- Towards confusion and disintegration
- Towards dogma, recitation, ritual
- Towards discovery, insight
The third is the only one that allows the conversation to continue. The first two either lose or eliminate the possibility of semantic content. It isn't possible to continue a confused conversation, and a dogmatic or ritualistic exchange cannot develop. It is possible that the first two options conflate, depending on how they are considered.
When we reject a particular way of articulating the truth (dogma), we do not relinquish objectivity. Objective truth can only be explored in a working language, however much we may wish to find a 'terminal formulation'. What we count as a working language cannot be captured in a specific formula either, but only reveals itself in our practice, in our actual conversations with one another.

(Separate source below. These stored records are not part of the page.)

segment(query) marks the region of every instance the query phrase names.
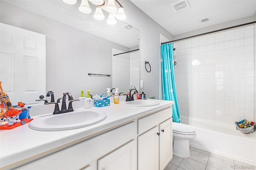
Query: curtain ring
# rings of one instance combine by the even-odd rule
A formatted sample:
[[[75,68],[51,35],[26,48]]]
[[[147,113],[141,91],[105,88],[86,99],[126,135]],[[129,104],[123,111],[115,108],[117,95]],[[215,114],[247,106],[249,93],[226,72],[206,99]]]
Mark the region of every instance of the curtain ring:
[[[148,64],[148,65],[149,65],[149,67],[150,68],[150,69],[149,71],[148,71],[148,70],[147,69],[147,67],[146,67],[146,65],[147,64]],[[149,73],[151,71],[151,66],[150,65],[150,64],[148,62],[148,61],[145,61],[145,68],[146,69],[146,70],[147,71],[148,71],[148,73]]]

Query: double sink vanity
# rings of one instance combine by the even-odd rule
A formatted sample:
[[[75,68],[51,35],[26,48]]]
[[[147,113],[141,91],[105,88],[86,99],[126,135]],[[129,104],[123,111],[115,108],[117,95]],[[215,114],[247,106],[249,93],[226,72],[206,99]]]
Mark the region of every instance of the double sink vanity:
[[[30,125],[0,131],[1,169],[163,170],[172,158],[173,102],[83,102],[54,115],[33,107]]]

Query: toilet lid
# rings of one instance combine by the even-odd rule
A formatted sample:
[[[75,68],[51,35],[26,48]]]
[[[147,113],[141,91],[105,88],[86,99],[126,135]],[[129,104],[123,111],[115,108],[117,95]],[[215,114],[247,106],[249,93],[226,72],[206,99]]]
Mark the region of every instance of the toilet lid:
[[[191,129],[187,127],[184,127],[177,124],[173,124],[172,132],[184,134],[194,134],[196,131],[194,129]]]

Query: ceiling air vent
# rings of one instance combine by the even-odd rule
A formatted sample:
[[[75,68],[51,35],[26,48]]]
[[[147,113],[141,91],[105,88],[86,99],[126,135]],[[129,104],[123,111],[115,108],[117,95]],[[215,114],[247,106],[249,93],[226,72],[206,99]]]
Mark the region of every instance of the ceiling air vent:
[[[134,28],[134,27],[131,26],[130,25],[127,25],[127,26],[124,26],[124,28],[127,29],[128,30],[130,30]]]
[[[184,10],[190,7],[188,2],[187,0],[182,0],[171,5],[173,7],[175,12]]]

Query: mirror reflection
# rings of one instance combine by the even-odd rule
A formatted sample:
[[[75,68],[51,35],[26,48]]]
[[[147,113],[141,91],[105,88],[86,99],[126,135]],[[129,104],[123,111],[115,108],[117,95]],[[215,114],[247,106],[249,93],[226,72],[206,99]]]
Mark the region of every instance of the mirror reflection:
[[[139,32],[136,28],[125,29],[124,27],[128,24],[122,21],[118,20],[116,25],[110,25],[106,24],[106,20],[96,20],[92,17],[90,18],[93,14],[84,15],[78,10],[79,1],[71,6],[61,0],[47,1],[47,3],[43,0],[1,1],[0,2],[1,22],[46,36],[46,78],[45,82],[40,83],[45,85],[43,92],[31,92],[32,97],[19,95],[16,97],[18,99],[14,99],[17,91],[9,90],[4,85],[2,79],[6,73],[2,71],[1,65],[2,85],[4,90],[8,89],[5,91],[8,94],[14,105],[18,101],[36,103],[35,100],[39,99],[41,95],[50,102],[50,97],[46,97],[50,91],[54,92],[56,102],[62,97],[63,93],[68,92],[74,99],[78,99],[81,89],[85,91],[92,90],[93,95],[106,93],[106,88],[119,88],[120,93],[128,92],[127,89],[130,88],[131,85],[135,85],[138,90],[139,89],[138,73],[133,74],[137,76],[136,79],[131,78],[130,75],[130,77],[127,76],[126,79],[121,80],[118,76],[116,78],[116,74],[113,72],[118,69],[114,65],[114,60],[112,60],[113,54],[116,53],[114,50],[126,52],[139,48]],[[127,54],[130,58],[137,58],[136,63],[138,65],[139,54],[139,51],[136,51]],[[32,55],[30,55],[33,57]],[[122,55],[116,56],[116,58],[119,59],[120,56]],[[119,68],[120,70],[118,72],[122,72],[125,65],[129,66],[129,74],[131,75],[134,70],[138,73],[138,67],[134,66],[133,63],[131,64],[130,61],[118,63],[122,66]],[[33,65],[34,68],[39,68],[38,66]],[[88,73],[111,74],[111,76],[89,76]],[[17,77],[14,77],[16,79]],[[39,80],[41,78],[39,77]],[[116,80],[118,81],[118,84],[114,84]],[[128,81],[121,83],[123,80],[127,80]],[[135,80],[138,82],[135,82]],[[22,90],[24,92],[24,89]],[[38,103],[43,103],[43,101]]]

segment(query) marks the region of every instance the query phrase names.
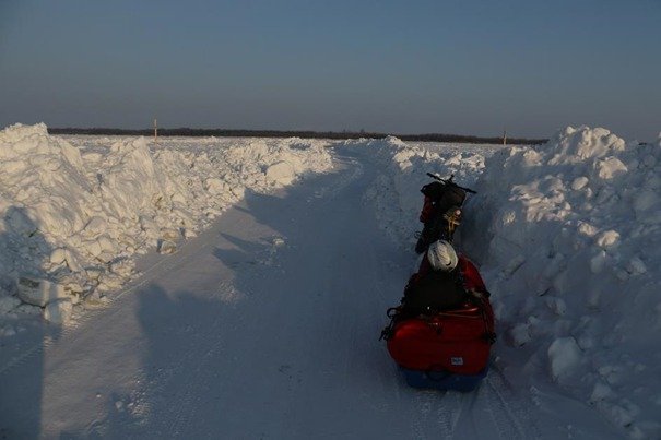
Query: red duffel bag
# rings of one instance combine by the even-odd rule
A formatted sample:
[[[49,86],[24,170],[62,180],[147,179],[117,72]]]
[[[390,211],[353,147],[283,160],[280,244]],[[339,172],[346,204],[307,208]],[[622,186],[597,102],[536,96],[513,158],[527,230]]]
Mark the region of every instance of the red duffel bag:
[[[406,369],[477,374],[487,366],[494,340],[494,313],[483,297],[477,305],[397,322],[388,352]]]

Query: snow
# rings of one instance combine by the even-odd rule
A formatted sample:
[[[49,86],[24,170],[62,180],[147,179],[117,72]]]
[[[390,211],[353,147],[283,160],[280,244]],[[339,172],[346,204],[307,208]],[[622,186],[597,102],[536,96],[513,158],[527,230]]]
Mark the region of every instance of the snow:
[[[44,308],[67,296],[84,307],[135,275],[137,253],[176,252],[178,239],[246,191],[330,167],[323,142],[297,139],[203,140],[196,148],[150,147],[143,138],[78,141],[50,136],[44,124],[0,132],[0,298]],[[66,323],[71,313],[60,309],[45,308],[45,317]]]
[[[9,127],[0,432],[659,438],[660,159],[588,127],[507,147]],[[456,241],[499,338],[473,397],[405,389],[376,342],[426,171],[477,191]]]
[[[518,347],[520,365],[509,368],[546,370],[629,436],[658,437],[661,274],[650,267],[661,262],[661,140],[627,144],[602,128],[569,127],[546,144],[450,168],[447,151],[433,156],[392,141],[379,151],[391,164],[373,193],[415,199],[379,210],[408,246],[422,171],[453,173],[479,192],[459,243],[481,264],[501,333]]]

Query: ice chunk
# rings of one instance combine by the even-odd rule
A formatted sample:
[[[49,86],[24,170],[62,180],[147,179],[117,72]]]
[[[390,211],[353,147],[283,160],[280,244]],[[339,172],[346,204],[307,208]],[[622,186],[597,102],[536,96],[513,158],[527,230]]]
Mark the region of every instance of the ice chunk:
[[[267,168],[267,179],[275,183],[288,185],[295,177],[294,168],[284,160],[278,162]]]
[[[170,240],[161,240],[158,243],[158,253],[175,253],[177,251],[177,243]]]
[[[581,361],[581,350],[571,336],[555,340],[548,347],[551,376],[562,380],[570,376]]]
[[[73,305],[70,299],[58,299],[44,308],[44,319],[54,324],[67,324],[71,320]]]
[[[48,280],[27,276],[19,278],[19,298],[33,306],[44,307],[58,298],[66,298],[64,286]]]

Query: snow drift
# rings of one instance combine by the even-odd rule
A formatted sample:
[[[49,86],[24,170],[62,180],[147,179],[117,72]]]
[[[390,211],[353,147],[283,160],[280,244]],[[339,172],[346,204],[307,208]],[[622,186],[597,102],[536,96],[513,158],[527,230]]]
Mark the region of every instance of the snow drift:
[[[369,195],[413,252],[425,171],[477,191],[457,243],[481,264],[512,380],[546,377],[633,438],[661,432],[661,141],[626,143],[567,128],[547,143],[429,152],[371,146],[383,174]],[[403,287],[403,286],[402,286]]]
[[[245,191],[331,166],[323,142],[299,139],[69,140],[44,124],[0,132],[0,333],[25,313],[68,321],[130,280],[135,253],[175,252]]]

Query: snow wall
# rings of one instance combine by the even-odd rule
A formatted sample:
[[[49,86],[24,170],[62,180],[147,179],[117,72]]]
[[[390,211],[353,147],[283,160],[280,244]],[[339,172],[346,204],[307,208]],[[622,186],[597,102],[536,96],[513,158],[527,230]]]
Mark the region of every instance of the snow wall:
[[[405,251],[426,171],[477,191],[456,243],[493,293],[494,352],[510,378],[533,395],[527,378],[545,378],[627,436],[661,437],[661,140],[580,127],[491,150],[346,144],[376,153],[383,173],[368,197]]]
[[[0,336],[25,314],[66,323],[134,277],[134,254],[175,252],[244,197],[330,169],[323,141],[76,138],[0,132]]]

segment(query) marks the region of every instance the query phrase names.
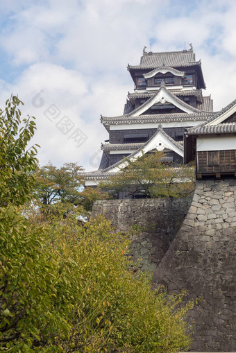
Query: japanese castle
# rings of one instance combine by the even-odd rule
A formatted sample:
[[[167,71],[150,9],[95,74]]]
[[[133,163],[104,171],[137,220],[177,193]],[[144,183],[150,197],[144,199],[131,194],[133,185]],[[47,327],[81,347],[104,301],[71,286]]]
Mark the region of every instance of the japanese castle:
[[[196,160],[198,179],[236,176],[236,100],[213,112],[211,96],[203,95],[201,60],[189,46],[162,53],[144,47],[140,64],[128,64],[134,92],[123,115],[101,117],[109,139],[99,170],[84,174],[85,187],[119,172],[125,158],[156,150],[174,166]]]

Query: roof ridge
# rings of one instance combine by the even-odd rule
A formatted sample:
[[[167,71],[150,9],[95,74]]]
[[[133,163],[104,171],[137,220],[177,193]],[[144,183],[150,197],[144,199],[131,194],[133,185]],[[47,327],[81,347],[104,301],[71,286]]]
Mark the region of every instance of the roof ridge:
[[[194,52],[192,49],[188,49],[188,50],[182,50],[182,51],[155,51],[155,52],[153,52],[153,51],[149,51],[149,53],[143,53],[143,55],[142,56],[146,56],[146,55],[155,55],[155,54],[178,54],[178,53],[192,53],[194,54]]]

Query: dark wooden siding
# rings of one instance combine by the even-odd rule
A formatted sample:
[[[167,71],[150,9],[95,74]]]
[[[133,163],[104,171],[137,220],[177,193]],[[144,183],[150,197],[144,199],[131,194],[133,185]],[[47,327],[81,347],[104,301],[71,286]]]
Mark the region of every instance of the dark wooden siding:
[[[164,128],[164,131],[176,141],[183,141],[185,128]],[[124,144],[124,135],[128,134],[148,134],[150,139],[156,132],[157,129],[130,129],[110,130],[109,141],[110,144]],[[133,142],[135,142],[134,140]]]
[[[196,136],[187,136],[185,138],[185,163],[196,160]]]
[[[236,150],[197,152],[197,174],[233,174],[236,172]]]

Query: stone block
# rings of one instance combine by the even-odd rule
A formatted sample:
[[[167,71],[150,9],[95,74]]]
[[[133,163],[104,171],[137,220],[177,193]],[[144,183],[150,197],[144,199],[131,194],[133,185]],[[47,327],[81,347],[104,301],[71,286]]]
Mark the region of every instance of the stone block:
[[[210,229],[205,232],[205,235],[214,235],[214,234],[215,234],[214,229]]]
[[[216,199],[212,199],[209,201],[209,205],[219,205],[219,200]]]
[[[208,219],[214,219],[217,218],[217,215],[214,213],[209,214],[208,215]]]
[[[197,214],[205,214],[205,209],[199,208],[196,212]]]
[[[205,216],[205,214],[198,214],[197,218],[199,221],[202,222],[206,221],[208,219],[208,217]]]

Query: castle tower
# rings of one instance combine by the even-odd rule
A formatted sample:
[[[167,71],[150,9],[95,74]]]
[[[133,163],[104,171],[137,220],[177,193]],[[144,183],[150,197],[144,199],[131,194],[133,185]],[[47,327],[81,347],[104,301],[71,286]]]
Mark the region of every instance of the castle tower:
[[[85,186],[96,185],[117,173],[124,157],[142,153],[162,150],[164,162],[183,162],[186,129],[213,115],[211,97],[203,96],[201,63],[190,46],[164,53],[144,49],[139,65],[128,64],[134,92],[128,94],[123,115],[101,117],[109,139],[102,144],[99,170],[85,173]]]

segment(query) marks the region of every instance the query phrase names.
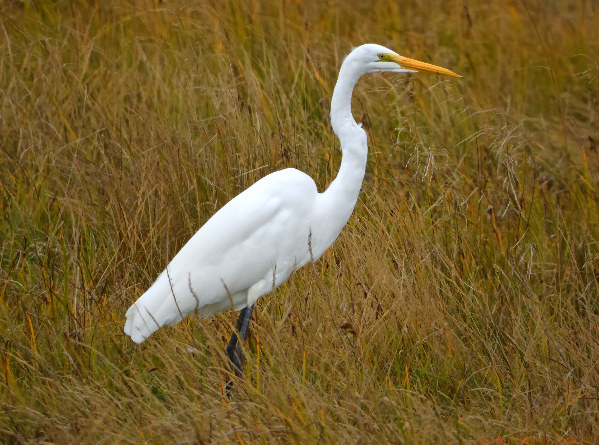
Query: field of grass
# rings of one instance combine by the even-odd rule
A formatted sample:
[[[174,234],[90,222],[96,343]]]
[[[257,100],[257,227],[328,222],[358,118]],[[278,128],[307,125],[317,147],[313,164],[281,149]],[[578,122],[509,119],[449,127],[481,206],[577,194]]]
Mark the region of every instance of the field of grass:
[[[228,398],[237,314],[125,313],[257,180],[326,187],[368,42],[464,77],[358,84],[355,211]],[[0,442],[597,443],[598,64],[583,0],[0,2]]]

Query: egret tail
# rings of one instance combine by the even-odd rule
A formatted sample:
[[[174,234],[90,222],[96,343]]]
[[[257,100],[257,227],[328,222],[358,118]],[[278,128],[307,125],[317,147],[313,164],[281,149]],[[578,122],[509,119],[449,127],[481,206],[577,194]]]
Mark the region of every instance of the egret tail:
[[[123,331],[136,343],[143,342],[164,325],[174,324],[182,319],[174,299],[168,298],[171,289],[166,276],[161,274],[127,311]]]

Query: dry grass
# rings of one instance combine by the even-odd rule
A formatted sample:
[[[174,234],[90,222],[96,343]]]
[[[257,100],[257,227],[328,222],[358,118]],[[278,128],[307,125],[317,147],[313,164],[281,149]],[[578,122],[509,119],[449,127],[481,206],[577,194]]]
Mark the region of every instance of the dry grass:
[[[7,2],[3,443],[597,440],[596,2]],[[326,187],[367,41],[464,77],[358,86],[356,211],[259,302],[229,400],[235,314],[135,347],[125,312],[258,178]]]

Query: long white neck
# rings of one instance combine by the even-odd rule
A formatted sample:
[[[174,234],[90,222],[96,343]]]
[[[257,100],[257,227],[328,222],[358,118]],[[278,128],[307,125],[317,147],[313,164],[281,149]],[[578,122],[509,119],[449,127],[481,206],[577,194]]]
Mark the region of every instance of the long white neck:
[[[352,115],[352,92],[361,74],[349,57],[346,59],[339,71],[331,102],[331,122],[341,141],[343,157],[339,172],[324,194],[337,210],[347,214],[348,219],[362,187],[368,157],[366,132]]]

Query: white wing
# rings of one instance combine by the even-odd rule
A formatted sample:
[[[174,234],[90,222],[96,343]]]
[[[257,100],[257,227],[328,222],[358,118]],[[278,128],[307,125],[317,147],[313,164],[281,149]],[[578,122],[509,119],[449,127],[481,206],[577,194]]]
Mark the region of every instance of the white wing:
[[[191,238],[127,311],[125,332],[140,343],[164,324],[244,307],[310,258],[318,193],[293,168],[272,173],[231,199]]]

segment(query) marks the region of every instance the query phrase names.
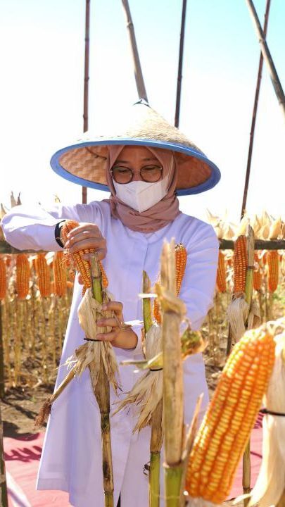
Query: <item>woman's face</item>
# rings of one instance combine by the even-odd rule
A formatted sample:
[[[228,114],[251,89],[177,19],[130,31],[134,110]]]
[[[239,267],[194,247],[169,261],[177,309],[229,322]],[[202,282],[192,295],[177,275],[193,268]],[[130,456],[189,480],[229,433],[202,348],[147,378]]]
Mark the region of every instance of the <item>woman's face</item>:
[[[138,146],[125,146],[111,171],[115,181],[121,184],[131,181],[155,182],[163,177],[163,168],[158,159],[147,148]]]

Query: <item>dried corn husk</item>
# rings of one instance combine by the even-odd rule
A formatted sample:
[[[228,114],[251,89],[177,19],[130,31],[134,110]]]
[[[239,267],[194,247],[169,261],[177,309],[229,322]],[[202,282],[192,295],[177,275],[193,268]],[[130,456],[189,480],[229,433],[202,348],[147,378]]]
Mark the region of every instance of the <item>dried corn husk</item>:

Within these conversations, there are certain moves that would be terminally confusing. These moves, however, can only be characterised semantically - there is no 'extra-linguistic' formula for distinguishing them. This is a direct consequence of the indeterminacy of translation - it is only when we know what someone means that we can adjudicate on the sense (intelligibility) of what they are saying.
A Moore's paradoxical statement is only 'paradoxical' if we insist on decoding its representation canonically. And, of course, the insistence on canonical interpretation is also 'paradoxical', for the same reasons. If I insist that the classical example of a Moore's statement uses 'believe', for instance, in the 'normal' way, then my insistence is also a Moore's paradox.